Intonation: Put simply, old horns are not as in tune as new horns. And it’s not because they’re old, it’s because the bass clarinet has been in active development over the past 50 years. Engineers and acousticians have been refining tone hole placement, size, and shape during that time, and huge advances have been made. There are things you can do to fix bad intonation: undercutting tone holes, for one. But you need a technician who specializes in the bass clarinet in order to do this job properly. Plan on that person charging you $500-800 for tone hole work.

Pads and Corks: Most people buying an old bass clarinet are prepared for this expense. Leather and cork dry out over time, and you’ll need to replace all of it on the horn. Pads have recently increased in price, and a full set of pads for bass clarinet now cost well over $150 — just for the raw materials! Then your technician will need to remove all of the old pads and corks, and the glue/shellac that is left in the key cups, place and seat each pad so it covers the tone hole perfectly (sometimes this requires bending metal to do so). A full overhaul of pads and corks will run you about $1,000-1,500.

Keys: Tarnish is one thing, loss of plating is another. Before the early- to mid-1990s, most bass clarinets were nickel plated. Nickel reacts to sweat, and will eventually get eaten away, revealing the base metal underneath. If the horn has plating loss, and aesthetics matter to you, move along. Plating a horn will cost you well north of $3,000 once you factor in the work required to take the keys off, remove the pads/corks, pay for the plating, get new pads and corks, and have the instrument overhauled.

You should also know that older instruments do not have adjustment screws like new instruments do. That means, when a linkage mechanism does not function properly (for example one key closing another in the low register), metal is going to need to get bent. And because these bass clarinets go out of adjustment often, you will be bending metal often. So what would take 5 minutes in a repair shop with an adjustment screw (i.e., on a new instrument) will take up to an hour on an old instrument, because the technician will need to bend metal. Bench rates in the US are about $80-100/hour nowadays, so you can do the math.

Neck: Does the neck have an angle you like? Does it have a tuning slide in the neck or will you have to pull out the neck from the body of the horn to tune it? (If I had my choice I would pick a tuning-slide in the neck 100% of the time.) If you don’t like the neck, it’s very difficult to get another one. Yes, you can buy an aftermarket neck like the Blashaus neck, but it does not work with most old neck mechanisms. Plus it’s another $2,000 out of pocket.

Mouthpiece: You may get lucky and find a good mouthpiece in there, but most of the time you won’t. Plan to spend an additional $150-300 on a new mouthpiece.
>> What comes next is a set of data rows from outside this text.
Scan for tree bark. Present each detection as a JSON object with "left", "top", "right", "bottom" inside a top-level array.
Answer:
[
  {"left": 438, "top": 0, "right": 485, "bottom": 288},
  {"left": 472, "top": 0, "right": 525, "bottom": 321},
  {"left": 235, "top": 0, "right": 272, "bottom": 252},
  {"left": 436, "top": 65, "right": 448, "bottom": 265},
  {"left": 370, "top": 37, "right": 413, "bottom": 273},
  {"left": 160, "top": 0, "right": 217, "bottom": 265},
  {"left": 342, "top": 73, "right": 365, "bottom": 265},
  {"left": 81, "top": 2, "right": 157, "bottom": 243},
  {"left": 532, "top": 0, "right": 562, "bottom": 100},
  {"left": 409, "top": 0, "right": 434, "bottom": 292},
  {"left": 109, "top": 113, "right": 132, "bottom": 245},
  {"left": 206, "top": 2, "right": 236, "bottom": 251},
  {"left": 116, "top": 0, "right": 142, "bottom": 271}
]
Case: Buy a new case — the old ones really, really, really stink. And not just that musty smell you may find as you open it for the first time in 40 years. They also stink because old cases do not protect the horn well. Most are velvet-covered molded plastic or (gasp) styrofoam. Those do not hold the instrument firmly in place when you’re carrying it. And when an instrument jiggles in the case, your instrument goes out of adjustment. Plan to spend $400-500 on a good case.

So adding it all up, that 1972 gem of a horn, fixed up properly, is going to run you an additional $2,000-$4,000 (or more) depending on its current state. Will it be better than a plastic horn after you’re done? Almost certainly. Will it be as good as a new horn? Not even close.

My opinion: after you factor in the cost of the instrument plus the cost of bringing it back to top playing condition, if you are up to $5,000-6,000, don’t buy it. Spend the extra thousand or two and buy a Royal Polaris or Royal Firebird!